Glory? Poch, you beat Palace 2-0. Granted, Spurs are now third and with United slipping up can have confidence once more in their Champions League hopes for next season. But glory? That’s going to take a little bit more.
All Spurs beating aside, the pressure they were under to actually deliver given the nature of the opening ceremony that, in the words of Palace’s James Tomkins, ‘went on a bit’ was intense so to come away with a win and a half-decent performance that might now kick start a good run in is a job well done.
And boo to that.
As Sue Smith insightfully alluded to on Sky’s Soccer Special last night, Cardiff were in for a long night against Man City. City, predictably, had 79% of the ball but only managed to turn that into two goals; scored in the first half by Kevin de Bruyne and Leroy Sane. I’d imagine Neil Warnock will take that, leaving the Etihad with minimal damage done to the goal difference and no major refeering howlers to moan about. Of course, City could have run up a cricket score but they didn’t need to. They’re probably keeping their powder dry for the FA Cup against Brighton.
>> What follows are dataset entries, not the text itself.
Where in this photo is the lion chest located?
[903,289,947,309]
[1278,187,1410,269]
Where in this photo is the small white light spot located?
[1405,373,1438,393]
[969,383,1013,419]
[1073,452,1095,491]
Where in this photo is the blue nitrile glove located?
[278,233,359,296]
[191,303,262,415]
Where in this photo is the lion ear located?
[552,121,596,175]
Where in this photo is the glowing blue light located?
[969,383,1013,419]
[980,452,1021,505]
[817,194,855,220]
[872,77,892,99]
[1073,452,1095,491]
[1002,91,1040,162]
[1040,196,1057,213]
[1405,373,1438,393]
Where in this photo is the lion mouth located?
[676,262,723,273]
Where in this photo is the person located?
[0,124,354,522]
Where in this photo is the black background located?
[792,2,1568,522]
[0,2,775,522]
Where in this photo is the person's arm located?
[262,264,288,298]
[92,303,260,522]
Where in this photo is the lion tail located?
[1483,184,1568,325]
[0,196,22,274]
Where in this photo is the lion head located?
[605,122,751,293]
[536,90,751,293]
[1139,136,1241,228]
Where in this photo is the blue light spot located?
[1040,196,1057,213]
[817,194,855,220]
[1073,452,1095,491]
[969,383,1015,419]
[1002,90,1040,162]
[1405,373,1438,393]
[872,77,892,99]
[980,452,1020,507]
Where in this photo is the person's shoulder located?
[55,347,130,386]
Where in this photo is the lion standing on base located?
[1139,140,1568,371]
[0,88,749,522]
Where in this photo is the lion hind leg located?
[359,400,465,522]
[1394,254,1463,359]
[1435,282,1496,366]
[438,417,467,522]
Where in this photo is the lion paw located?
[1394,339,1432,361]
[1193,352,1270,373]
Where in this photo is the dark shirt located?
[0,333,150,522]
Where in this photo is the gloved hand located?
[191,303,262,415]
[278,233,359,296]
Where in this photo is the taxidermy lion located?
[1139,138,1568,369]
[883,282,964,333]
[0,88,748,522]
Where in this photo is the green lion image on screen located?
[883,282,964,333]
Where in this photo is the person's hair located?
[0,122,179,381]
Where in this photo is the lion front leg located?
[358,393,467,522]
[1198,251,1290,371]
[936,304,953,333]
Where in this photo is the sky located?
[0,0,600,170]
The aforementioned Brighton probably had their eye on Wembley in their 3-0 defeat at Chelsea but they really do need to find a few points between now and the end of the season to make sure they are still a Premier League side next time around.
Chelsea fans were treated to a sighting of the lesser-spotted Callum Hudson-Odoi and it was the unknown Englishman who set up the opening goal for the almost as infrequently selected World Cup winner, Olivier Giroud.
Sarri also gave Ruben Loftus-Cheek (who scored) and Andreas Christensen (who defended like a defender) a runaround and would you believe it? Chelsea played alright.
The Manchester United rebuild will be a consistent topic between now and the moment they actually win the title again and it could get underway with a proper demolition job this summer.
Alexis Sanchez has been told that he might want to consider alternative employment, bringing an end to one of the biggest transfer flops in modern day football. With Ander Herrera looking to go round kicking people in Ligue 1 and Juan Mata longing to get many more assists by simply giving the ball to Leo Messi instead of Romelu Lukaku, there is going to be quite the Old Trafford exodus. Also heading out the door are Marcos Rojo, Matteo Darmian and Antonio Valencia for pretty clear reasons. Mind you, if we are using pretty clear reasons of not being very good anymore then I am surprised there is no mention of Ashley Young, Phil Jones and Chris Smalling.
More worryingly or, alternatively, a blessing in disguise for United fans is the shift in policy around David de Gea. Rather than being held to ransom once more by the goalkeeper, United are preparing to sell him rather than lose him for nothing. Makes sense, I mean he has been pretty average if you take out the Spurs performance. No, he really has.
United might need to sign a few too, but I am sure there will be more on that over the coming weeks.
Jurgen Klopp is pretending that it is OK that Mo Salah hasn’t scored in eight games and could be in danger of being the Steven Gerrard of this season’s failed title bid. Klopp claims that Salah’s ‘career isn’t over just because he hasn’t scored for a while’ and reminded us that the Egyptian has 60 goals in two seasons. Yes, Jurgen. But you didn’t win anything then, either.
The Premier League jig could well be up for Theo Walcott, now 30 and, frankly, out of favour at Everton. And if you are out of favour at Everton and on £120k a week, where do you go next? Who shouted West Ham from the back? Yeah, you’re probably right. Everton want younger and (probably) better players nowadays so Walcott will be sold the minute someone finds someone stupid enough (West Ham) to pay the asking price.
Wolves have been quite impressed by Raul Jiminez this season and would like to give Benfica £30m to make his loan signing permanent. Once again, Wolves are keeping Liga Nos in business one deal at a time.